2016-11-01-11-09-20Bob Betz, MW of Betz Family Winery has been a fixture in Washington State wine for 40 years. He recalls a time when people would ask him where in the DC Metro area he made his Washington wine and is gratified that times have since changed. Yet, while Washington State has gained significant recognition for its wines, there is still much work to do in increasing awareness for them for both industry members and consumers alike.

With an aim toward positioning Washington wine within the global industry, Betz led a comparative seminar for members of the press and trade, which included a blind tasting along with participation from a panel of winemakers: Thomas Pastuszak (Empire Estate wines*), Michael Savage (Savage Grace) and Peter Devison (EFESTE).

Betz framed the conversation with the assertion that every global appellation is based on a cause and effect stemming from its respective growing conditions and physical reality that ultimately result in sensory consequences in the glass.

As Betz explained, Washington – or rather, more specifically – the Columbia Valley’s physical reality is impacted by the collision between the mountain ranges and Pacific air; poor soils that are deeply fractured with low fertility and a low moisture capacity; and a modified continental climate with hot, dry summers and very cold winters.
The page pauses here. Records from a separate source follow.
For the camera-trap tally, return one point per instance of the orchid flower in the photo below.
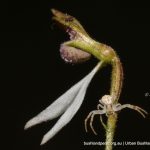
(65, 106)
(69, 103)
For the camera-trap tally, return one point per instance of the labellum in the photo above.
(73, 55)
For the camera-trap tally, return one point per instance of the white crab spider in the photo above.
(106, 106)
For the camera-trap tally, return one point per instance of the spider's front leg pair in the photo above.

Such existence at the margin of ripeness, combined with the ability to control water — thanks to deep aquifers and mountain snow pack — influences the resulting wines.

Looking at what he called the “chameleon-esque varieties” of Riesling, Syrah and Cabernet Sauvignon, each flight within the tasting started with a known Washington wine example, followed by three or four other blind examples of the same grape. Collectively, the participants made guesses as to the origin of each blind wine (and were correct on a few occasions), but such guessing games were beside the point.
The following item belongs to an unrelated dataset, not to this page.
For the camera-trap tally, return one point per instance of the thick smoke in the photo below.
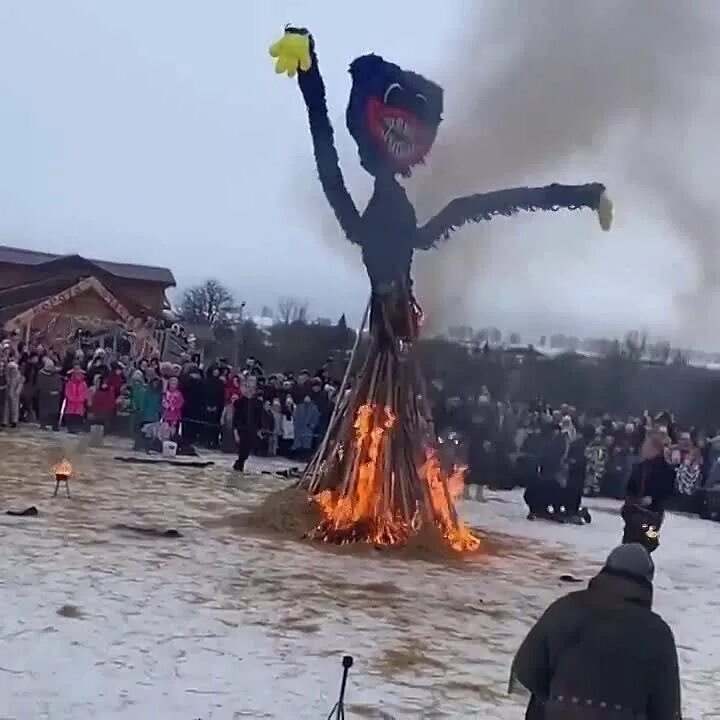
(550, 90)
(595, 87)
Rather, we began to see how Washington wines fit within the context of a given grape variety and how their sensory consequences compared and contrasted with their global peers. Thus, while one’s palate might prefer the Mosel Riesling to the Columbia Gorge Riesling (or the reverse), it was evident that the quality of the two were equivalent.

Furthermore, the tasting underscored the overarching characteristics of Washington wines: their purity of fruit and their structural integrity, this latter element translating into tension and freshness in the wines.

Admittedly, most consumers’ experience with Washington wines has been limited to large brands because 10% of the 900 wineries are responsible for producing 70% of the state’s volume. However, wines produced by the smaller wineries are available direct-to-consumer and may also be found at higher-end restaurants, if you look for them. Yes, finding them may pose a challenge, but, after tasting the range of wines presented during this seminar, I would highly recommend that you seek them out.

My favorite Washington Wines from this tasting were:

  • Savage Grace Riesling 2015, Columbia Gorge AVA $22
  • EFESTE Evergreen Riesling 2014, Ancient Lakes AVA  $20
  • Betz Family Winery La Serenne Syrah 2014, Yakima Valley AVA $57
  • EFESTE Big Papa Old Block Cabernet Sauvignon 2012, Columbia Valley AVA $60

*NB: Mr. Pastuszak is also the sommelier at The NoMad and a big proponent of Washington wines, although his Empire Estate wines are made in New York State.